Una pace disarmata e disarmante! L’amore di Cristo rende le stesse ferite fonte di gioia, perché la speranza di Dio nasce e rinasce nei buchi neri dell’umanità, e rende le ferite, evidenti e nascoste, le cicatrici del passato, i dolori che si fanno fatica a superare, dei fori di luce che trasformano il dolore in amore. La memoria di questi cento anni è anche vedere la Pentecoste che non cancella le appartenenze, anzi le ricorda tutte perché tutte siano incluse e tutti impariamo a parlare la lingua che ognuno capisce nella propria. Siamo parte viva di questa Chiesa Cattolica che è vera fraternità particolare e universale, perché tutti di Cristo e pieni del Suo Spirito di amore. È la ricchezza della vostra città, nella quale era normale passare davanti alla Sinagoga, alla chiesa evangelica od ortodossa, mescolare le lingue come avviene in una città cosmopolita. La Chiesa è sempre come a Pentecoste cosmopolita, universale, capace di rendere il mondo una casa e la nostra casa un mondo. Non smettiamo di coltivare e di sviluppare l’unità ecclesiale, impegnandoci per la giustizia e rifiutando tutto ciò che potrebbe mettere a rischio la pace tra i fedeli, i popoli e gli Stati.

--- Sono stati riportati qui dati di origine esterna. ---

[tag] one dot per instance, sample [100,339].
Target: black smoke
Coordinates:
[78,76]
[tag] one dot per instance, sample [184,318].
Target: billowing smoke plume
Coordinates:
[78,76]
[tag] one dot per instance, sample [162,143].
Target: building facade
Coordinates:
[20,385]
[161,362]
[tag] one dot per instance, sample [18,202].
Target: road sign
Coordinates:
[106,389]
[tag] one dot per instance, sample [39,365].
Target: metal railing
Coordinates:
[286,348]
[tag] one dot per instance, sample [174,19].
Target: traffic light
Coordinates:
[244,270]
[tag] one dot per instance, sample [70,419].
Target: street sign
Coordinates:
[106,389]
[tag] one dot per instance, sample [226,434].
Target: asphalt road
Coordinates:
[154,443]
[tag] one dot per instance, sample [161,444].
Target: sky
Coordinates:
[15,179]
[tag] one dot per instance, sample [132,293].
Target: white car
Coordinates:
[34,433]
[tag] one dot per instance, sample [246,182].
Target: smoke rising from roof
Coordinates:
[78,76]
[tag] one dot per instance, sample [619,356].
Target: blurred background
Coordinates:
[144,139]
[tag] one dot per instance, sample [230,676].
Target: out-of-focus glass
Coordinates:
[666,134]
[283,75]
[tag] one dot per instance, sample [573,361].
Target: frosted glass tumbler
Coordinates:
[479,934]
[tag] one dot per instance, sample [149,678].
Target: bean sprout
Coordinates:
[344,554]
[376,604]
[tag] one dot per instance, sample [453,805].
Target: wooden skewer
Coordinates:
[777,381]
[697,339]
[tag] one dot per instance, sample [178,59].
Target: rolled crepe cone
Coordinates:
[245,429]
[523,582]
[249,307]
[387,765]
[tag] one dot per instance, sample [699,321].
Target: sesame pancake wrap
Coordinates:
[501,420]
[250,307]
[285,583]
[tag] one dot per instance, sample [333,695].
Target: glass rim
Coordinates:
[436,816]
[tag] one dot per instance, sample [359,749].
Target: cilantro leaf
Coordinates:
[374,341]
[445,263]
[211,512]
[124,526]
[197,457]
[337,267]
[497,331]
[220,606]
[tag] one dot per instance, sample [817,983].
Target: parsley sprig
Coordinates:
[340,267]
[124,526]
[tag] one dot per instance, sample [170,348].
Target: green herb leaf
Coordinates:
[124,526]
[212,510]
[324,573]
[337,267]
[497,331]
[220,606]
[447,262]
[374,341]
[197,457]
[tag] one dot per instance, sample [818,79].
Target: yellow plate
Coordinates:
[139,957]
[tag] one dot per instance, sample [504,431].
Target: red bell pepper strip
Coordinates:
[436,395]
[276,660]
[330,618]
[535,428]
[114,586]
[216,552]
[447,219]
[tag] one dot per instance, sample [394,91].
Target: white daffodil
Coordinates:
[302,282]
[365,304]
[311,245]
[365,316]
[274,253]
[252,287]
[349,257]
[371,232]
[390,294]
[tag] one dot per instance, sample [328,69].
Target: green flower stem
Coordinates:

Questa celebrazione e il Giubileo diocesano diventi uno stimolo per rafforzare la trasformazione missionaria della nostra Chiesa di Rijeka con rinnovato zelo pastorale e amore operoso. Nessuno ci separerà dall’amore di Cristo. E chi avrà perseverato fino alla fine è salvato. Ce lo ricorda San Vito, vostro Patrono. Nella sua vita vediamo la forza della fede, che non cede alle pressioni e alle minacce, libera dalle complicità con il male. Ecco la forza della pace, affidata ad ogni cristiano! Ha detto Papa Leone XIV: “Passerà alla storia chi seminerà pace, non chi mieterà vittime; perché gli altri non sono anzitutto nemici, ma esseri umani: non cattivi da odiare, ma persone con cui parlare. Rifuggiamo le visioni manichee tipiche delle narrazioni violente, che dividono il mondo in buoni e cattivi”.
Il mondo ha bisogno oggi della luce di Cristo, che ognuno di noi può riflettere con la sua vita, con l’accoglienza e la mitezza, essendo un ponte perché il prossimo sia raggiunto da Dio e dal suo amore. Ascoltiamo la sua proposta di amore per diventare la sua unica famiglia e per rendere l’unica famiglia umana come Dio la vuole. “Nell’unico Cristo noi siamo uno”. “Omogamo nam sveti Križ svetog Vida!”. Ci aiuti la Santa Croce di San Vito!